Record rainfall spurred Pakistan’s worst flooding in more than a decade, destroying more than a million homes, killing nearly 1,500 people and affecting an additional 33 million people. Now, an analysis released Thursday showed that climate change probably intensified the rain by 50 to 75 percent.
“That would have been disastrously high rainfall event without climate change, but it’s worse because of climate change,” said Friederike Otto, a climate scientist at Imperial College London. “Especially in this highly vulnerable region, small changes matter a lot.”
Otto and more than two dozen scientists with the World Weather Attribution project quantified the influence of climate change on the heavy rainfall. The group analyzed weather data and ran computer models to simulate the rainfall in a world without climate change compared to today’s climate, which has warmed about 1.2 degrees Celsius since the 1800s.
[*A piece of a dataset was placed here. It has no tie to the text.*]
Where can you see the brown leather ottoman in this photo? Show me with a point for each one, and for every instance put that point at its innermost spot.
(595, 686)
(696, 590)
The findings, which are not yet peer-reviewed, use well-established methodologies that have been peer-reviewed and used in past analyses.
The researchers looked at rainfall for 60 days across the entire summer nationwide as well as the five-day heaviest period over Baluchistan and Sindh. They found that climate change probably intensified the five-day total by up to 75 percent and increased the intensity of the 60-day rain by 50 percent.
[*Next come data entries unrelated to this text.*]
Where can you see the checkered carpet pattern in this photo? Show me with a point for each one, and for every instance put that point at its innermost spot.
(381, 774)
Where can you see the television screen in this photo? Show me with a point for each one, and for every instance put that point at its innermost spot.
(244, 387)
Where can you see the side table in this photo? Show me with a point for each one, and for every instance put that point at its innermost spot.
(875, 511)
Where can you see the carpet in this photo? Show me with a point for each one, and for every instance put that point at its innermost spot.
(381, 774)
They also found that having rain in such amounts today has about a 1 percent chance of happening in a year, known as a 1-in-100 year rain event.
“In the world without climate change, it would have been less likely,” said Otto.
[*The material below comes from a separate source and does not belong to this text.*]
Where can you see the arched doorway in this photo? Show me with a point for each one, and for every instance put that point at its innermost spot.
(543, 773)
Otto emphasized that the findings have large uncertainties because of the difficulty of modeling rainfall in the region, which experiences highly variable rainfall from year to year and numerous factors that can affect the monsoonal rainfall.
However, the team’s findings agree with recent assessments from the United Nations Intergovernmental Panel on Climate Change, which project more intense rain in the area. Historical weather records and past studies also show the number and frequency of extreme rain events has increased in recent decades.
While climate change is a factor, the team said there are several factors — some even more important than climate change — that set the unprecedented flooding in motion.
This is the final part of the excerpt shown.